Avanzo l’ipotesi che la preferenza per la causa palestinese da parte dei movimenti degli studenti offra un’occasione per schierarsi contro l’Occidente e, in particolare, contro la potenza egemone dell’Occidente, gli Usa, con l’accusa di imperialismo. Se il mostro contro cui battersi è l’imperialismo non si può negare che anche quello russo è una forma di imperialismo. Tuttavia, la guerra in Ucraina non ha offerto l’occasione di battersi contro l’imperialismo. Anzi, schierarsi a favore delle vittime, in questo caso la popolazione ucraina che non vuole far parte integrante dell’impero moscovita, vuol dire schierarsi dalla parte sostenuta anche dagli Usa, più che da un’esitante Unione Europea. È legittimo schierarsi contro l’imperialismo, ma solo di quello da cui si ritiene di essere assoggettati. È vero che l’Ucraina è stata aggredita e che i russi sono gli aggressori, tuttavia molti, tra cui probabilmente anche molti giovani studenti, sposano la versione che la Russia si è sentita accerchiata dall’adesione, reale o prevedibile, dei paesi dell’Est ex-sovietici, Ucraina compresa, alla Nato. Che la Russia di Putin si sia potuta sentire minacciata dalla Nato è poco credibile. La Nato, come aveva indicato il presidente francese Macron ben prima che scoppiasse il conflitto, era diventata e sarebbe rimasta una scatola vuota se l’invasione dell’Ucraina non l’avesse rivitalizzata. Le alleanze hanno un senso se vengono percepite per difendersi da un nemico. La Russia non veniva, non veniva più, percepita come nemico. Anzi, era diventata un partner commerciale dal quale l’Europa si approvvigionava delle materie prime di cui è priva, in particolare gas e petrolio. Però, nell’interpretazione di una parte degli studenti universitari, ma anche di frange cospicue dell’opinione pubblica occidentale, Putin si sentiva minacciato dalla Nato, e quindi dagli Usa, si assisteva pertanto a una ripresa della Guerra Fredda a spese dei poveri ucraini. È vero che Putin era l’aggressore e l’Ucraina la vittima dell’aggressione, pensa molta gente, ma l’aggressore aveva comunque le sue buone ragioni.
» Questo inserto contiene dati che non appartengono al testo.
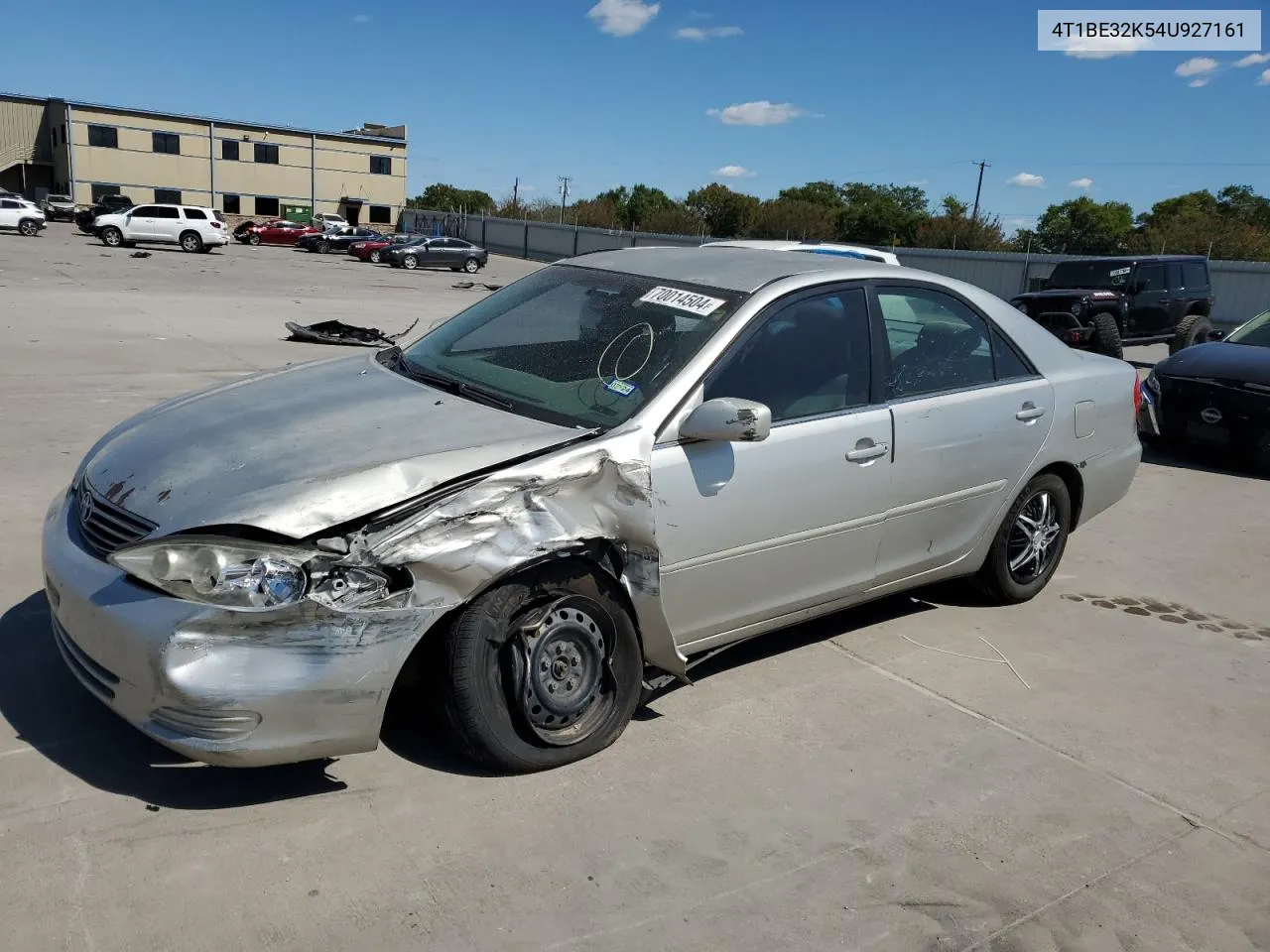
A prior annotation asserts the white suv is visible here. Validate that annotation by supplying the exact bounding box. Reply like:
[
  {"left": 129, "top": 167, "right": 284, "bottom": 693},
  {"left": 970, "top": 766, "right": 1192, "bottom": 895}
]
[
  {"left": 92, "top": 204, "right": 230, "bottom": 251},
  {"left": 0, "top": 196, "right": 45, "bottom": 237}
]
Le differenze tra la guerra in Ucraina e la guerra in Palestina sono ovviamente molte. Molti ucraini, circa otto milioni su una popolazione di meno di quaranta, si sono rifugiati in Europa, mentre nessun palestinese è stato accolto dai paesi arabi confinanti. In Ucraina si affrontano due eserciti, mentre in Palestina un esercito combatte contro un’organizzazione terroristica che agisce in nome della difesa della popolazione locale. Nella guerra mediorientale si scontrano anche due tradizioni e due forme di fanatismo religioso che sono quasi del tutto assenti in Ucraina nonostante le diverse posizioni delle chiese ortodosse. Non bisogna inoltre trascurare il fatto che la guerra di Gaza gode di una copertura mediatica quotidiana che ha in parte non piccola distolto l’attenzione dell’opinione pubblica da quello che succede in quella striscia di terra a Nord del Mar Nero contesa tra russi e ucraini. La Russia di Putin, a parte i territori di Crimea e Donbass, intende ristabilire un dominio di tipo imperiale, mentre in Medio Oriente i due contendenti intendono cancellare il diritto all’esistenza dell’altro.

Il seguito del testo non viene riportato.